Case in point:
Overture maps discrovery

We were asked to run a data quality scan on the Overture Maps dataset, a large geospatial dataset backed by Meta and Microsoft. Here’s what Aspen uncovered.

Places Lost at Sea

Overture’s “Places” dataset had 167,021 records located in the ocean. That’s 0.25% of all entries. Planning tools, search APIs, and spatial analytics models are all degraded when using data containing these points.

Duplicate Addresses Everywhere

Aspen ran a deduplication sweep across Overture’s “Addresses” dataset and flagged 7,121,175 duplicates, 1.66% of a 429M+ record dataset. Duplicate addresses skew analytics, location-based AI insights, and increase processing and storage costs.

Even New York City, where data is about as clean as it gets, was filled with duplicates.

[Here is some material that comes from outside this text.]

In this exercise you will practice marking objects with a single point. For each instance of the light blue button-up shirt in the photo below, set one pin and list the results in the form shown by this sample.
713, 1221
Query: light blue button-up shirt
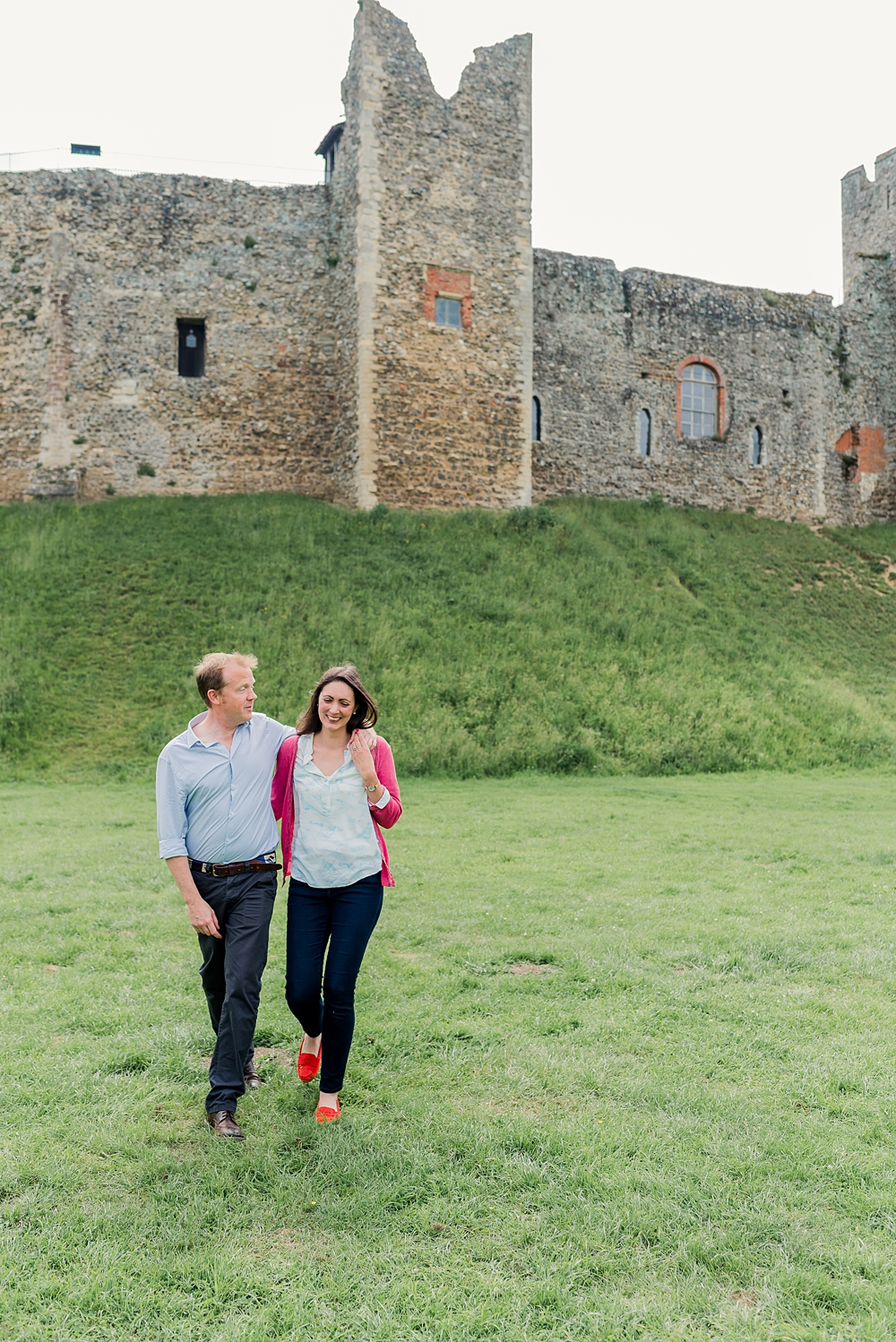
213, 804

Road Connectors That Connect to Nothing

We found 439,522 “floating connectors” in Overture’s “Transportation” dataset as well - about 0.18% of total records. These are road nodes that don’t actually link to any road segment. Disconnected connectors confuse navigation engines, and cause inaccurate location-based insights from AI models.

Aspen GIS flagged thousands of orphan connectors in NYC.

Technical Breakdown

  • Joined spatial data at scale using S2 indexing.

  • Filtered using true geospatial containment, not just bounding boxes.

  • Exported actionable reports in minutes.

  • All checks were run on Overture drops from March 19 and April 23, 2025.